Lin Yu-Shan, Lopez-Cabrelles Javier, Lin Chia-Her, Furukawa Shuhei
Institute for Integrated Cell-Material Science (WPI-iCeMS), Kyoto University, Yoshida, Sakyo-ku, Kyoto 606-8501, Japan.
Department of Chemistry, National Taiwan Normal University, Taipei, 11677, Taiwan.
Chem Asian J. 2025 Mar 17;20(6):e202401456. doi: 10.1002/asia.202401456. Epub 2025 Feb 6.
The architectural characteristics of metal-organic frameworks (MOFs) can be examined through their net topology, which consists of nodes and linkers. A node's connectivity and site symmetry are likely the key elements influencing the net topology of MOFs. Metal-organic polyhedra (MOPs) function effectively as nodes when used as supermolecular building blocks (SBBs). The SBB approach offers a powerful strategy for the deliberate design of macroscale materials, ranging from soft materials such as gels, polymers, and membranes to crystalline frameworks. However, achieving highly ordered structures with robust and air-stable rhodium-based MOPs (RhMOPs) presents a significant challenge. To investigate how to control the precise spatial distribution of RhMOPs as SBBs for constructing crystalline extended networks, here, we present a strategy for synthesizing MOFs by coordinating RhMOPs with rigid bridging linkers 1,4-diazabicyclo[2.2.2]octane (dabco). The resulting crystalline framework exhibited high microporosity and four times higher adsorption capacity than the parent MOP solids.

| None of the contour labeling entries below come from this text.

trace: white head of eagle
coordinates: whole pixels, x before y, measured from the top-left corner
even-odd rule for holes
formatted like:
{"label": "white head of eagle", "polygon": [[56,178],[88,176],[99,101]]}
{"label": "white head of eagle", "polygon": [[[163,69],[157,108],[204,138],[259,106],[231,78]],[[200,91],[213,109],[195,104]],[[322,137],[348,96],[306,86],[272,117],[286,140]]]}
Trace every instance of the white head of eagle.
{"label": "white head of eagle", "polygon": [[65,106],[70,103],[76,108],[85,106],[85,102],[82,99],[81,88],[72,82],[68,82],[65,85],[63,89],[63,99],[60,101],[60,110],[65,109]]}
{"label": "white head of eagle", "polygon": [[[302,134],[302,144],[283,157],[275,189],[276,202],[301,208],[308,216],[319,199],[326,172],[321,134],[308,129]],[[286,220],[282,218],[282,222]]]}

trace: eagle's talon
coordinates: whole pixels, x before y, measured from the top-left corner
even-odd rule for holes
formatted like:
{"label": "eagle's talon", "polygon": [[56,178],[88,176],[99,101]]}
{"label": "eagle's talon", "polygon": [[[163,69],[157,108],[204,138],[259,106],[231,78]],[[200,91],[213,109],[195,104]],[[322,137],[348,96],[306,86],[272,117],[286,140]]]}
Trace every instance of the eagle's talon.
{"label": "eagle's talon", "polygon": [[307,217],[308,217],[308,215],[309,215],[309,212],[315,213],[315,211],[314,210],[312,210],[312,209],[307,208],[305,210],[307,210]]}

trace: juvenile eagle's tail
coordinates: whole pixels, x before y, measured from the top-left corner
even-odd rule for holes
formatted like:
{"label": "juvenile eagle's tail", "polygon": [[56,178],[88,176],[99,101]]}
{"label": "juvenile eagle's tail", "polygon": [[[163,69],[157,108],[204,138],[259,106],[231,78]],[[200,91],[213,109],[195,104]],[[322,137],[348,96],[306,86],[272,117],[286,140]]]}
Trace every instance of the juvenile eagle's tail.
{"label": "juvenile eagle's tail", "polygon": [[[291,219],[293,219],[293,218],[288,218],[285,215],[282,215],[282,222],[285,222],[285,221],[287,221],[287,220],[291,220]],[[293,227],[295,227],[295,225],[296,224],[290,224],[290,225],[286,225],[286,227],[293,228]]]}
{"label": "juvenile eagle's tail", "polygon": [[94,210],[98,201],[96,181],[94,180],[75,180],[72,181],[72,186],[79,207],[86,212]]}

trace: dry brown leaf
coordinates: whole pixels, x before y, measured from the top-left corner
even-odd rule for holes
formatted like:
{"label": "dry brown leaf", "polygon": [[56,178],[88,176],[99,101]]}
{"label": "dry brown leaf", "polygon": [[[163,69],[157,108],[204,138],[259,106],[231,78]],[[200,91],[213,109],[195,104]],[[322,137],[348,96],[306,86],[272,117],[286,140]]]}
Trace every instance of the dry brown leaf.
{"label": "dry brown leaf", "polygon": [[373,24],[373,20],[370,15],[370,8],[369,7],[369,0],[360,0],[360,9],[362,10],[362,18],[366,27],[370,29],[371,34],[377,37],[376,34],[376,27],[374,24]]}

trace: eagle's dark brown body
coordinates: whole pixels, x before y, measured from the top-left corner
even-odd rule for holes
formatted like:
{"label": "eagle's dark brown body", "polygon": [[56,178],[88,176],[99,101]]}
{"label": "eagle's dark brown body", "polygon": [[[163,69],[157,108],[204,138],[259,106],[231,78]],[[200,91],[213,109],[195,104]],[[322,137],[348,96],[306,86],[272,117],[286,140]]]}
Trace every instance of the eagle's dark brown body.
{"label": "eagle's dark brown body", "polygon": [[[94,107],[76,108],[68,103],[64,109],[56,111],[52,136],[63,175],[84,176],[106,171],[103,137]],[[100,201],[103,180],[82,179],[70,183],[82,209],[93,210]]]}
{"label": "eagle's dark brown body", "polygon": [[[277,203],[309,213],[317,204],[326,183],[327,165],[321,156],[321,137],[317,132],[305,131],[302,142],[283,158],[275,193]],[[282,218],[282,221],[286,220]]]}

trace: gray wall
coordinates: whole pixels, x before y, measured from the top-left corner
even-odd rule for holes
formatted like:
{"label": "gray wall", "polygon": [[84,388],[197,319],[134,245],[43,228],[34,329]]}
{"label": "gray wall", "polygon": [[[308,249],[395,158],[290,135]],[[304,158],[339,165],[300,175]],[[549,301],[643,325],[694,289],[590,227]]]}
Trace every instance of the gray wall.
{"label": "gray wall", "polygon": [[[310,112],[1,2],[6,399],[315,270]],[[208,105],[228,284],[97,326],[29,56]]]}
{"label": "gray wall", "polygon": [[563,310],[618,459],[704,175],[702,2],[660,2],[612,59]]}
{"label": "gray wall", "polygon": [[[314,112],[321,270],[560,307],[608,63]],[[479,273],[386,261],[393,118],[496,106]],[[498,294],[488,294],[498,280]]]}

金属有机框架(MOFs)的结构特征可以通过其网络拓扑结构来研究,该结构由节点和连接体组成。节点的连接性和位点对称性可能是影响MOFs网络拓扑结构的关键因素。金属有机多面体(MOPs)用作超分子构建块(SBBs)时可有效地充当节点。SBB方法为从凝胶、聚合物和膜等软材料到晶体框架的宏观材料的精心设计提供了一种强大的策略。然而,用坚固且空气稳定的铑基MOPs(RhMOPs)实现高度有序的结构是一项重大挑战。为了研究如何控制作为SBBs的RhMOPs的精确空间分布以构建晶体扩展网络,在此,我们提出了一种通过将RhMOPs与刚性桥连连接体1,4 - 二氮杂双环[2.2.2]辛烷(dabco)配位来合成MOFs的策略。所得的晶体框架表现出高微孔率,吸附容量比母体MOP固体高四倍。